Da ultimo, una precisazione: circolava una bufala secondo cui io avrei detto, in merito all’argomento Liliana Segre, che: «I campi di sterminio sono una fandonia come l’11 settembre»; questa affermazione mi è stata attribuita da un giornalista di Repubblica, Piero Colaprico, che si è basato su questo commento Facebook (il primo), postato da un tal Daniele (cognome cancellato), collegandolo, non so in che modo, al sottoscritto. Come mai non mi stupisce che un simile sfondone (a quanto pare in malafede) provenga da uno che scrive su quel giornale? Si prendono un po’ troppe libertà questi soggetti, dall’alto della loro inesistente superiorità morale…
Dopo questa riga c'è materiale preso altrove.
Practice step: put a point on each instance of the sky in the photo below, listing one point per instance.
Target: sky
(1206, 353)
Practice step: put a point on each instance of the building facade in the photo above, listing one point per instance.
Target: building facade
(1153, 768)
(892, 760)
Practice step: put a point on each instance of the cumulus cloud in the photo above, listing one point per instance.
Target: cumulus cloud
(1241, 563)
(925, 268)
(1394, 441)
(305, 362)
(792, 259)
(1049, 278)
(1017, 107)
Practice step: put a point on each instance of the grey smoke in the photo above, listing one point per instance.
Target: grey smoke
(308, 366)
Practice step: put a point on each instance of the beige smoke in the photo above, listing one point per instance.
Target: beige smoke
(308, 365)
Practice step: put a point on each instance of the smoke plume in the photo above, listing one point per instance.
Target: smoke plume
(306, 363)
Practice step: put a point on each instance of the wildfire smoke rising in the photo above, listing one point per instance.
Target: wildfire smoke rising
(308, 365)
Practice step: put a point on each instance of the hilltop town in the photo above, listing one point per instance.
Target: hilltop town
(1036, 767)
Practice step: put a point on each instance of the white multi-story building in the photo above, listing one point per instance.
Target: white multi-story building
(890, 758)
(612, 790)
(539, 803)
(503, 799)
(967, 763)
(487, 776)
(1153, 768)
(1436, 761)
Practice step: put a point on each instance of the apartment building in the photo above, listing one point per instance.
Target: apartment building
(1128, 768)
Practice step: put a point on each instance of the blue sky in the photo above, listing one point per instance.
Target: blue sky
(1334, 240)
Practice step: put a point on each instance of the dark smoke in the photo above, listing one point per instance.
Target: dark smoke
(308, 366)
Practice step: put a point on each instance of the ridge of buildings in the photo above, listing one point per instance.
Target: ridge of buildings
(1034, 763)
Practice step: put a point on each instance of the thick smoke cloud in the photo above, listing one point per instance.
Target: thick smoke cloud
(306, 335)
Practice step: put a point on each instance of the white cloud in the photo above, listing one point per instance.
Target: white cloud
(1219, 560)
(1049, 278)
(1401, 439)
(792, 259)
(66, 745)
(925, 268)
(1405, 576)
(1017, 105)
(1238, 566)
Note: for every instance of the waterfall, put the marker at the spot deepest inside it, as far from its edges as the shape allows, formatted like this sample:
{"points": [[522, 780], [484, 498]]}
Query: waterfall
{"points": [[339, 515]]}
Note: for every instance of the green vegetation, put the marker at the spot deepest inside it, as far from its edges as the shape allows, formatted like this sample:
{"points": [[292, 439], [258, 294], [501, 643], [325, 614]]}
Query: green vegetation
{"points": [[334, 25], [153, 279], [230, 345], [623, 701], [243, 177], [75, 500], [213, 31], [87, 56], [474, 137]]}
Su YouTube potete reperire le tre interviste in oggetto. Lascio giudicare a voi il taglio giornalistico (se di giornalismo si può parlare, beninteso) assunto da questi personaggi, e se qui il problema vero sia io o, piuttosto, la dittatura dell’imperante pensiero unico/pensiero debole che si serve di cervelli succubi e bacati incapaci di animare individui per davvero liberi. Il dispotismo reale sta nell’antifascismo e nella sua macchina del fango, produttrice di leggi liberticide, giustificate da una presunta superiorità sinistroide e/o liberale, e di prodotti “culturali” affetti da faziosità cronica, dove i buoni e i belli sono i complici della tirannia globalista mentre i cattivi e i brutti tutti quelli che si sottraggono alla vulgata di questa fosca temperie occidentale (contemporanea).